Ceci est une partie du script de la release Ex0018 du programme CPU, diffusé Jeudi 04/02 à 11h. Plus d'infos sur le site de l'émission. logo de l'émission CPU

Bonjour à toi, enfant du futur immédiat, toi qui va écouter aujourd'hui une émission qui aura son caractère.

Aux débuts de l'informatique, quand la machine su écrire des chiffres et des lettres, tous ces symboles étaient d'une largeur fixe, qu'ils soient un m ou un l, ce que l'on appelle du monospace chez les concessionnaires automobiles. La raison de cette égalitarisme horizontal venait du fait qu'à l'époque, on utilisait des appareils à télétypes, des sortes de machines à écrire, pour discuter avec le Gros Ordinateur, qui est dit lors de la pause clope qu'il siègerait au fond du couloir à côté de la Direction Générale.

Alors oui, il y eu des fantaisistes qui firent dans les années 1950s des polices informatiques, carrégulaires et futuristes en diables, mais ces polices là, elles ne servirent que pour les publicités et les films d'anticipation.
Puis quand le tube cathodique devint enfin utilisable par l'Ordinateur, on divisa sa surface en une grille, en général de 80 colonnes par 25 lignes, où il ne fut permit qu'à un seul caractère d'exister à la fois dans chaque case.
Les premières polices de caractères spécifiques à l'informatique firent leur apparition, avec cette curiosité pour ceux qui connaissaient l'imprimerie de cette contrainte qu'est le pixel : Le caractère devait donc être dessiné à partir d'une grille monochrome, c'est à dire donc des points élémentaires, indivisibles soit noir ou vert, d'une taille généralement égale à 8 pixels horizontaux par 8 pixels verticaux, 13 chez les moins chiches.

Et encore, le nombre de caractères étaient limitées : pas plus de 224 affichables, ce qui posait des problèmes dans certains cas particuliers... euh non, en fait, cela a posé des problèmes au monde entier, mais il faudrait plusieurs émissions pour en parler.

Inutile de dire que la qualité de l'écran y a beaucoup joué : les points étaient flous, le sont devenus encore plus quand les écrans couleurs sont arrivés.

Enfant du futur immédiat, un jour la RAM devint moins chère et arrivèrent les modes graphiques en plus du traditionnel mode texte.

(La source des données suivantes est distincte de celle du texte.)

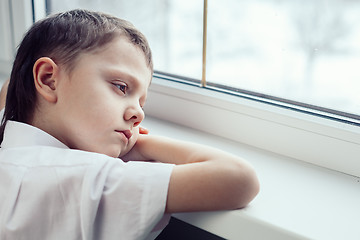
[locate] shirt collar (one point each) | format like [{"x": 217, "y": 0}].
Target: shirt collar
[{"x": 19, "y": 134}]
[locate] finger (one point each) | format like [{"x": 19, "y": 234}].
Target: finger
[{"x": 143, "y": 130}]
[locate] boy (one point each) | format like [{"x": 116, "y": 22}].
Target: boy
[{"x": 73, "y": 108}]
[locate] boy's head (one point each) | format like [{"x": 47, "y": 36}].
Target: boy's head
[{"x": 76, "y": 67}]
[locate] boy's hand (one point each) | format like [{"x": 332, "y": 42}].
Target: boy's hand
[{"x": 131, "y": 153}]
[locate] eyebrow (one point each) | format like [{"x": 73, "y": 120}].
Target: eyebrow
[{"x": 117, "y": 73}]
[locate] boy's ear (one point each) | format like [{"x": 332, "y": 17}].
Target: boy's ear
[{"x": 46, "y": 73}]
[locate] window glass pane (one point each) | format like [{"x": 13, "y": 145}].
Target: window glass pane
[
  {"x": 173, "y": 28},
  {"x": 303, "y": 50}
]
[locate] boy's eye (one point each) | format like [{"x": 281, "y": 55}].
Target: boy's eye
[{"x": 121, "y": 86}]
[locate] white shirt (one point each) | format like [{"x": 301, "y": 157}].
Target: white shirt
[{"x": 48, "y": 191}]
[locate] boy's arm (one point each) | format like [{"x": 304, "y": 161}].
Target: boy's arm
[
  {"x": 3, "y": 94},
  {"x": 204, "y": 178}
]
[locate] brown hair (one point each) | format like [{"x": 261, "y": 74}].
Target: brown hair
[{"x": 62, "y": 37}]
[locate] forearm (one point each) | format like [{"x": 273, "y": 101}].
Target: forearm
[
  {"x": 204, "y": 178},
  {"x": 168, "y": 150}
]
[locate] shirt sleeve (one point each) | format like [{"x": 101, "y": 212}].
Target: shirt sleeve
[{"x": 125, "y": 200}]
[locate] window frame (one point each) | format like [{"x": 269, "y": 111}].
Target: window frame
[
  {"x": 295, "y": 134},
  {"x": 279, "y": 129}
]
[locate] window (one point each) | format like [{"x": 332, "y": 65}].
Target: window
[{"x": 298, "y": 52}]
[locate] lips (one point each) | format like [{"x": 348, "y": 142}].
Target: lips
[{"x": 127, "y": 133}]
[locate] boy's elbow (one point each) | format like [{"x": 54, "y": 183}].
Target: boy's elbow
[{"x": 246, "y": 188}]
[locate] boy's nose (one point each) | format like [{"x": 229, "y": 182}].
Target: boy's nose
[{"x": 135, "y": 115}]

Il devint alors possible de faire en sorte que la largeur des m ne soit plus la même que celle des l, ce qui ajoutait en lisibilité. Il devint aussi possible de faire les lettres à des tailles différentes, d'avoir des variétés de polices plus grasses ou en italiques, c'est à dire penchées sur la droite, bref plus libérales... Tout d'un coup, les symboles affichables n'étaient plus cadrés dans une grille rigide, même si les pixels étaient encore la base élémentaire d'affichage. C'était à une époque où l'art de l'enluminure et du lettrage commençait à s'exprimer dans les rues à la bombe.

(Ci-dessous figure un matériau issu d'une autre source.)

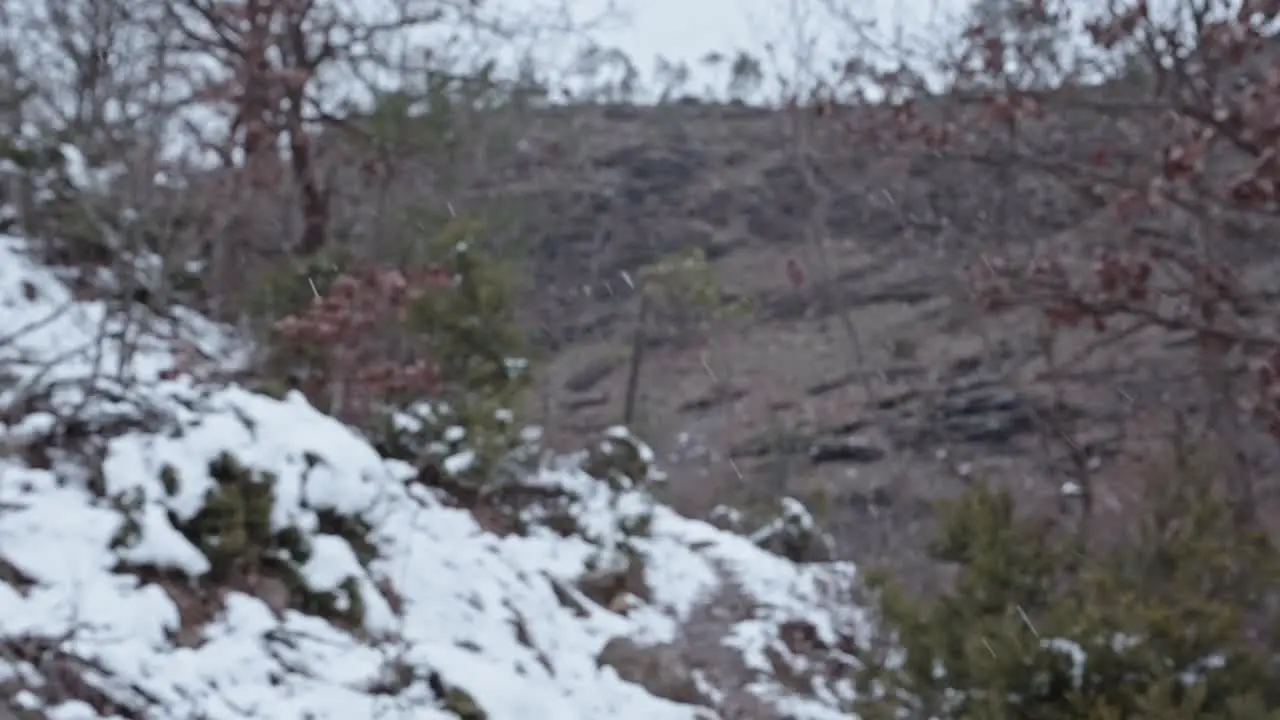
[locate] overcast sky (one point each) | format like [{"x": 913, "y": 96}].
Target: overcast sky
[{"x": 688, "y": 30}]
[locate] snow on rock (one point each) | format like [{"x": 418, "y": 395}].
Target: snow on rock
[{"x": 393, "y": 600}]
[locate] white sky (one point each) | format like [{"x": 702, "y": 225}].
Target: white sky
[{"x": 688, "y": 30}]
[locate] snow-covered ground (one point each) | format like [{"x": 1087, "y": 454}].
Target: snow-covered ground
[{"x": 446, "y": 604}]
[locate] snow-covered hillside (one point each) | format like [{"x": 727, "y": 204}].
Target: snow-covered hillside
[{"x": 359, "y": 592}]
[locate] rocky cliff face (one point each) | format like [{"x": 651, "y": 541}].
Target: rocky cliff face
[{"x": 874, "y": 382}]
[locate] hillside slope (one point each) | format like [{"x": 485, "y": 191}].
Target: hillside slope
[{"x": 173, "y": 547}]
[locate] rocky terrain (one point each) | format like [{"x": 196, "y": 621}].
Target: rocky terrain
[{"x": 874, "y": 383}]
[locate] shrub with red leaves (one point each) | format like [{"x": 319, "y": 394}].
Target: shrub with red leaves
[{"x": 341, "y": 335}]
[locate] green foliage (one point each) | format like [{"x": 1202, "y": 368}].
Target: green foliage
[
  {"x": 1170, "y": 624},
  {"x": 234, "y": 532},
  {"x": 685, "y": 279}
]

Et encore, différentes améliorations graphiques, comme l'anti-aliasing allaient ajouter au rendu des polices de caractères une élégance, et donc dépasser les limites d'affichage. La police devint vectorielle, libre, et foin de bœufs-carottes. on n'était même plus limité par le nombres de symboles, go sur les lettres arabes qui s'écrivent ligaturées de droite à gauche et les kanji japonais accompagnées de leurs kana en furigana !

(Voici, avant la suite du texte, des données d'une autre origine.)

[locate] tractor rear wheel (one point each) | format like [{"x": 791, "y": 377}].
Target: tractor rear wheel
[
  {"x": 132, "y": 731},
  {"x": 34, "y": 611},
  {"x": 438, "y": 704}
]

Bien des années ont passé. Les écrans ont maintenant la même finesse qu'une impression quadrichromique (environ 300 dpi), donc les limitations qui dictaient l'aspect des caractères ont désormais disparus. Ainsi la primauté artistique aux fontes non sérifées comme la Helvetica sur la Garamond pour un problème de confort de lecture sur écran est-elle maintenant un débat d'arrière-garde. Cela fait depuis les années 1980s que les polices prévues pour l'imprimerie sont désormais conçues sur ordinateurs. Et en frise-t-on même l'excellence : Il est possible par exemple de faire une ligature entre un f et un i consécutifs (non, dans l'autre sens), sans même y penser grâce à la gestion graphique des polices. Bon, celle du e dans l'o, non, parce que c'est le rôle du correcteur orthographique.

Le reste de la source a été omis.